Tensor Decompositions

Tensors are multidimensional generalizations of vectors and matrices represented by arrays with

$n$ indices, i.e.,

$\mathbf{T} \in \mathbb{C}^D = \mathbb{C}^{d_1 \times \dots \times d_n}$

is a tensor of order

$n$ , where

$D = (d_1, \dots, d_n)$ is called mode set. In what follows, we will denote tensors by bold letters and refer to an element of a tensor

$\mathbf{T}$ using subscript indices. The storage consumption of such a tensor can be estimated as

$O(d^n)$ where

$d$ is the maximum of all modes. Thus, storing a higher-order tensor is in general infeasible for large n since the number of elements of a tensor grows exponentially with the order - this is also known as the curse of dimensionality. However, it is possible to mitigate this problem by exploiting low-rank tensor approximations in many cases.

The essential operation used for tensor decompositions is the so-called tensor product: Given a tensor

$\mathbf{T}$ of order

$n$ and a tensor

$\mathbf{U}$ of order

$m$ , the tensor product is defined by

$(\mathbf{T} \otimes \mathbf{U})_{x_1, \dots, x_n, y_1, \dots , y_m} = \mathbf{T}_{x_1, \dots, x_n} \mathbf{U}_{y_1, \dots, y_m},$

for any possible combination of mode indices.

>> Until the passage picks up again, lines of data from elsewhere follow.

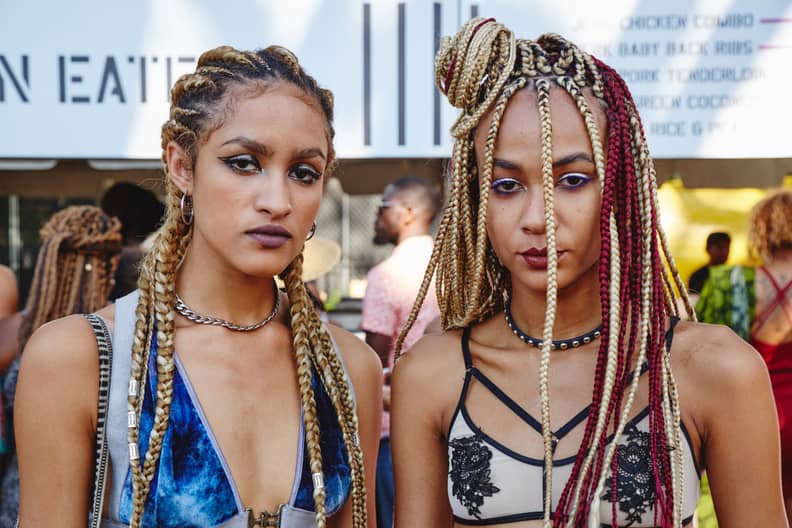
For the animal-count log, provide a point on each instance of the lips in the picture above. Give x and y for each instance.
(269, 236)
(536, 258)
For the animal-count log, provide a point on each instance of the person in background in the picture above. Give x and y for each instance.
(230, 402)
(756, 302)
(9, 292)
(718, 245)
(140, 212)
(404, 217)
(320, 256)
(74, 274)
(9, 304)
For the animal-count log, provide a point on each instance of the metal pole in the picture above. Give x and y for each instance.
(14, 233)
(345, 239)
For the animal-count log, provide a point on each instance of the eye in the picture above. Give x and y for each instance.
(305, 174)
(243, 163)
(573, 180)
(507, 186)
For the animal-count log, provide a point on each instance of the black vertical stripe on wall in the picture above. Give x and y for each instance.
(367, 74)
(401, 80)
(438, 17)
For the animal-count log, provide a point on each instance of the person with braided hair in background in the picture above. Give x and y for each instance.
(558, 300)
(266, 415)
(755, 303)
(74, 273)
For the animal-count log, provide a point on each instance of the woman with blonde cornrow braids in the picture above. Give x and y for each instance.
(558, 293)
(265, 415)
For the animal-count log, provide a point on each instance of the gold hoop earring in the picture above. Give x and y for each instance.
(189, 213)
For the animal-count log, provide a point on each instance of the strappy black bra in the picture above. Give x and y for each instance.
(488, 483)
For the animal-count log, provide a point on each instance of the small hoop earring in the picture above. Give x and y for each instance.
(187, 209)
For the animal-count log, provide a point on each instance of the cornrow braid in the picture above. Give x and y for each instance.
(478, 70)
(198, 103)
(74, 268)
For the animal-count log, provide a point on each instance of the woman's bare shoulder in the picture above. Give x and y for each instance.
(433, 357)
(713, 359)
(64, 344)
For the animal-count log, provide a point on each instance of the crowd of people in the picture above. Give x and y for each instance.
(536, 362)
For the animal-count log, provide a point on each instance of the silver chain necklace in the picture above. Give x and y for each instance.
(195, 317)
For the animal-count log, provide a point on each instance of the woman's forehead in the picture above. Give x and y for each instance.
(521, 122)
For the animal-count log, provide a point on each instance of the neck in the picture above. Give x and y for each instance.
(209, 287)
(410, 232)
(578, 308)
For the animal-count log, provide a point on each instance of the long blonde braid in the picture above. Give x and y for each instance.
(474, 69)
(197, 109)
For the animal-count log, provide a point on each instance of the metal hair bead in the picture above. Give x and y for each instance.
(195, 317)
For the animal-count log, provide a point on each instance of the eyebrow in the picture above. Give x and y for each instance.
(263, 150)
(505, 164)
(571, 158)
(566, 160)
(249, 144)
(310, 153)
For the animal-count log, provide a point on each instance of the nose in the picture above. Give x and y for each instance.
(532, 219)
(273, 195)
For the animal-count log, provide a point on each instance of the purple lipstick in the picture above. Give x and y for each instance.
(269, 236)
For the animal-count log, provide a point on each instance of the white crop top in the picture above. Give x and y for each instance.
(488, 483)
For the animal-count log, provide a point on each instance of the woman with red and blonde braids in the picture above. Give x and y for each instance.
(266, 415)
(561, 333)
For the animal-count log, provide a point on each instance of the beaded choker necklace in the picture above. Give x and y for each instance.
(561, 344)
(196, 317)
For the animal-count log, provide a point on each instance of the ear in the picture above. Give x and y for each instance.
(409, 215)
(179, 167)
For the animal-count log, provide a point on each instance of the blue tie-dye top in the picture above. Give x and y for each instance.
(193, 486)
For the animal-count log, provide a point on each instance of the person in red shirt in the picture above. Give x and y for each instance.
(405, 215)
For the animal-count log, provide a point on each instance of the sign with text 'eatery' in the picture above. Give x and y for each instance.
(90, 79)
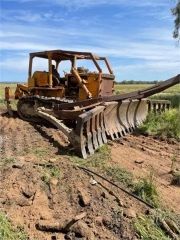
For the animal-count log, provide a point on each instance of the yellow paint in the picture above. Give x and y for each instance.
(39, 79)
(92, 85)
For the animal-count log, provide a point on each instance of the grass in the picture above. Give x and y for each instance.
(176, 178)
(174, 98)
(125, 88)
(148, 229)
(147, 191)
(120, 175)
(165, 124)
(40, 152)
(50, 172)
(8, 232)
(7, 161)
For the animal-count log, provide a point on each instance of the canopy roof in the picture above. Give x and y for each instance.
(59, 55)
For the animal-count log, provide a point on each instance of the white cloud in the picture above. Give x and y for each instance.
(87, 3)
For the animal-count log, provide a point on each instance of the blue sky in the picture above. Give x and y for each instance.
(135, 35)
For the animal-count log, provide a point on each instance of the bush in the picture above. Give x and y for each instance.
(166, 124)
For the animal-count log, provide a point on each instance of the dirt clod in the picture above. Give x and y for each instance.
(84, 198)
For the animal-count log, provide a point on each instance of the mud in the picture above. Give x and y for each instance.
(28, 153)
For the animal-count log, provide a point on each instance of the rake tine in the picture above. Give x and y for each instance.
(89, 137)
(122, 115)
(94, 133)
(104, 138)
(141, 111)
(98, 131)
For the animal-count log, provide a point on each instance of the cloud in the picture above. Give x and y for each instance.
(90, 3)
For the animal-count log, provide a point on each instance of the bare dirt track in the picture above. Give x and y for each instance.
(28, 153)
(145, 155)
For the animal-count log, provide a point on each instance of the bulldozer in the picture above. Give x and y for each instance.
(81, 102)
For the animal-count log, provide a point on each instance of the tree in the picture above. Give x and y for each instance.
(176, 14)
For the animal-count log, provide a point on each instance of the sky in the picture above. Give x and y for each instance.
(135, 35)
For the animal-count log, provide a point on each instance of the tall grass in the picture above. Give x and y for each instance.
(166, 124)
(174, 98)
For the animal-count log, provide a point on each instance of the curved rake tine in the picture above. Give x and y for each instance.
(122, 115)
(131, 113)
(141, 112)
(104, 138)
(98, 131)
(82, 137)
(89, 137)
(94, 134)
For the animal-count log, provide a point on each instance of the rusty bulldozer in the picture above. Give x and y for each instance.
(81, 103)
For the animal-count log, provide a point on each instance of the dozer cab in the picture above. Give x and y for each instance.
(80, 102)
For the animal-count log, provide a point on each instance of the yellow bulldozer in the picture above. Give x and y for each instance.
(80, 102)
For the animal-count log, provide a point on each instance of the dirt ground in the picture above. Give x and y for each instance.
(28, 153)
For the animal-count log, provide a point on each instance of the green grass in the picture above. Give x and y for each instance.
(7, 161)
(165, 124)
(49, 172)
(8, 232)
(174, 98)
(125, 88)
(148, 229)
(120, 175)
(147, 191)
(176, 178)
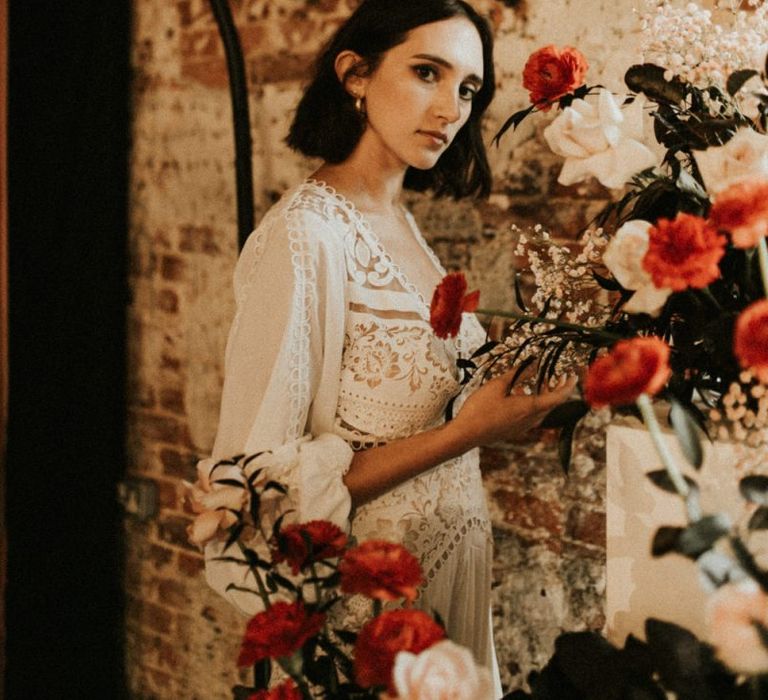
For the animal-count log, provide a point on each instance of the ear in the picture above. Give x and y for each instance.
(345, 64)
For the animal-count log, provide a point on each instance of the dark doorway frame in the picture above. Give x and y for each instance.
(68, 144)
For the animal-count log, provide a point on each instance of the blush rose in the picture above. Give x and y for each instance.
(552, 72)
(631, 368)
(380, 570)
(215, 503)
(744, 157)
(731, 616)
(444, 671)
(624, 258)
(602, 140)
(381, 639)
(742, 211)
(449, 301)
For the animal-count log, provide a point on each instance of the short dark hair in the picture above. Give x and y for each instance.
(328, 126)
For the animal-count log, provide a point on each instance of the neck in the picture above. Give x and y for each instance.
(373, 181)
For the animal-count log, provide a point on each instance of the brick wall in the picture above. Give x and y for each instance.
(550, 531)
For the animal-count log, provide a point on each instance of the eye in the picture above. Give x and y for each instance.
(467, 92)
(426, 72)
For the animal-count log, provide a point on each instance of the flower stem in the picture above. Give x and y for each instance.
(551, 321)
(762, 251)
(649, 418)
(263, 594)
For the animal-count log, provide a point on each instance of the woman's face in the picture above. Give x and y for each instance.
(421, 93)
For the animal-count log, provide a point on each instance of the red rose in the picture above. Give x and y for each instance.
(279, 631)
(380, 570)
(683, 253)
(551, 73)
(750, 341)
(325, 540)
(632, 367)
(448, 303)
(287, 690)
(382, 638)
(742, 210)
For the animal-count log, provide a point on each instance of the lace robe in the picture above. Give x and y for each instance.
(332, 341)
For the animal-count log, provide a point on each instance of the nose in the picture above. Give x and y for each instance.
(447, 104)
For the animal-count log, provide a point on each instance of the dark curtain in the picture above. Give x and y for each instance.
(68, 147)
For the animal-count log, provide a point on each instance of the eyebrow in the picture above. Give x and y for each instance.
(446, 64)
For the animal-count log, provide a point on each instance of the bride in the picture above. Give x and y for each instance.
(331, 347)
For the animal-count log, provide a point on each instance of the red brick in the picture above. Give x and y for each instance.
(198, 239)
(156, 617)
(172, 268)
(180, 465)
(191, 565)
(168, 301)
(170, 363)
(172, 400)
(587, 527)
(152, 427)
(529, 512)
(174, 594)
(168, 494)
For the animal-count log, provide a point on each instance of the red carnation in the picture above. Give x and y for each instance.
(742, 210)
(279, 631)
(448, 303)
(305, 543)
(287, 690)
(632, 367)
(750, 341)
(380, 570)
(382, 638)
(551, 73)
(683, 253)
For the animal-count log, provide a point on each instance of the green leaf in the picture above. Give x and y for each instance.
(513, 122)
(737, 79)
(687, 433)
(661, 479)
(649, 79)
(703, 534)
(759, 519)
(665, 540)
(568, 412)
(754, 488)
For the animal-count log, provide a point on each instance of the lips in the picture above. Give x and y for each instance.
(436, 135)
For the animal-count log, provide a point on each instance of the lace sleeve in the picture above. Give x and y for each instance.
(281, 369)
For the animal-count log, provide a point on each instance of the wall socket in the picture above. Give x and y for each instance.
(138, 497)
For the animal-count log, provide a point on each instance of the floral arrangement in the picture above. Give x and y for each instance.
(665, 298)
(303, 574)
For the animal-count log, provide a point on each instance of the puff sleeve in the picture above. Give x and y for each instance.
(282, 367)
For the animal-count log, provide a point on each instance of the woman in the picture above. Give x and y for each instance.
(331, 350)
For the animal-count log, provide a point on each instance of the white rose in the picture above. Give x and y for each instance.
(731, 616)
(604, 141)
(444, 671)
(624, 258)
(744, 156)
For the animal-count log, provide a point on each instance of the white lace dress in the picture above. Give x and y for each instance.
(380, 375)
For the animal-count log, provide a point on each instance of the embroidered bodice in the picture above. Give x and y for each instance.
(396, 379)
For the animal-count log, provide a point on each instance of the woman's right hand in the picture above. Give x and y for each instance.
(493, 414)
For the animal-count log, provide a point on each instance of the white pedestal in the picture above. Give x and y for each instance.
(640, 585)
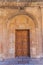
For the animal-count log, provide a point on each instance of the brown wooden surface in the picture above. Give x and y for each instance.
(22, 43)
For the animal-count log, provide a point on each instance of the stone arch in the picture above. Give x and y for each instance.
(33, 31)
(24, 13)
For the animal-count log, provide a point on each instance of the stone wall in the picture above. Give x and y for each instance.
(31, 18)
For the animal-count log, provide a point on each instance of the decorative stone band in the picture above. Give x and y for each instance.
(19, 4)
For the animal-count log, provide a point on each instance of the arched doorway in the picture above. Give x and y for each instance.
(22, 45)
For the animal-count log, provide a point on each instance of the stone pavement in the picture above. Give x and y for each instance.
(22, 61)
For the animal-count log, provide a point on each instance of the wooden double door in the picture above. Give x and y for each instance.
(22, 45)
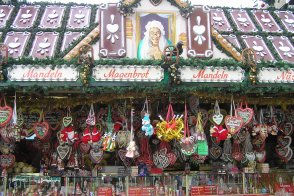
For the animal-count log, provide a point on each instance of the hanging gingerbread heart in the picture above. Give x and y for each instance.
(85, 147)
(122, 155)
(215, 152)
(67, 120)
(217, 117)
(5, 113)
(287, 128)
(172, 157)
(96, 155)
(233, 124)
(41, 130)
(284, 141)
(245, 113)
(7, 161)
(250, 156)
(283, 152)
(64, 151)
(91, 120)
(160, 158)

In order to efficiently represent high-dimensional systems - e.g., probability distributions, transformed data tensors, or quantum states - we focus on tensor trains (TT) a.k.a. matrix product states (MPS). The TT/MPS format is a special case of the more general hierarchical Tucker format and turned out to be a promising candidate in terms of storage consumption as well as computational robustness. A tensor

$\mathbf{T}$ is said to be in the MPS/TT format if

$\mathbf{T} = \sum_{k_0=1}^{r_0} \dots \sum_{k_n=1}^{r_n} \bigotimes_{i=1}^n \mathbf{T}^{(i)}_{k_{i-1},:,k_i} = \sum_{k_0=1}^{r_0} \dots \sum_{k_n=1}^{r_n} \mathbf{T}^{(1)}_{k_0,:,k_1} \otimes \dots \otimes \mathbf{T}^{(n)}_{k_{n-1}, :, k_n}.$

The variables

$r_i$ are called bond dimensions or TT ranks and it holds that

$r_0 = r_n = 1$ and

$r_i \geq 1$ for

$i=1 , \dots, n-1$ . The tensors

$\mathbf{T}^{(i)} \in \mathbb{C}^{r_{i-1} \times d_i \times r_i}$ are called (TT) cores. Each element of the tensor

$\mathbf{T}$ can be written as

$\mathbf{T}_{x_1, \dots, x_n} = \mathbf{T}^{(1)}_{1,x_1,:} \mathbf{T}^{(2)}_{:,x_2,:} \cdots \mathbf{T}^{(n-1)}_{:,x_{n-1},:} \mathbf{T}^{(n)}_{:,x_n,1},$

which explains the origin of the name matrix product states (MPS). If the ranks are small enough, we may reduce the storage consumption of an order-

$n$ tensor significantly: Instead of an exponential dependence, the storage then depends only linearly on the order and can be estimated as

$\mathcal{O}(r^2 d n)$ , where

$r$ is the maximum over all ranks. That is, if the underlying correlation structure admits such a low-rank decomposition, an enormous reduction in complexity can be achieved.

A linear operator

$\mathbf{G} \in \mathbb{C}^{D \times D}$ in the MPO/TT format, can be written as

$\mathbf{G} = \sum_{k_0=1}^{R_0} \dots \sum_{k_n=1}^{R_n} \bigotimes_{i=1}^n \mathbf{G}^{(i)}_{k_{i-1},:,:,k_i} = \sum_{k_0=1}^{R_0} \dots \sum_{k_n=1}^{R_n} \mathbf{G}^{(1)}_{k_0,:,:,k_1} \otimes \dots \otimes \mathbf{G}^{(n)}_{k_{n-1}, :, :, k_n}.$

Here, the cores are tensors of order

$4$ . Figure 1 (a) and (b) show the graphical representation of an MPS

$\mathbf{T} \in \mathbb{C}^{D}$ and an MPO

$\mathbf{G} \in \mathbb{C}^{D \times D}$ with

$D=(d_1, \dots, d_5)$ , respectively.

(a)

(b)

Figure 1: Graphical representation of the MPS/MPO format: A core is depicted by a circle with different arms indicating the modes of the tensor and the rank indices. (a) Tensor of order 5 as MPS with ranks $r_1, r_2, r_3, r_4$ . The first and the last core are matrices, the other cores are tensors of order 3. (b) An MPO of order 10 with ranks $R_1, R_2, R_3, R_4$ . The first and the last core are tensors of order 3, the other cores are tensors of order 4.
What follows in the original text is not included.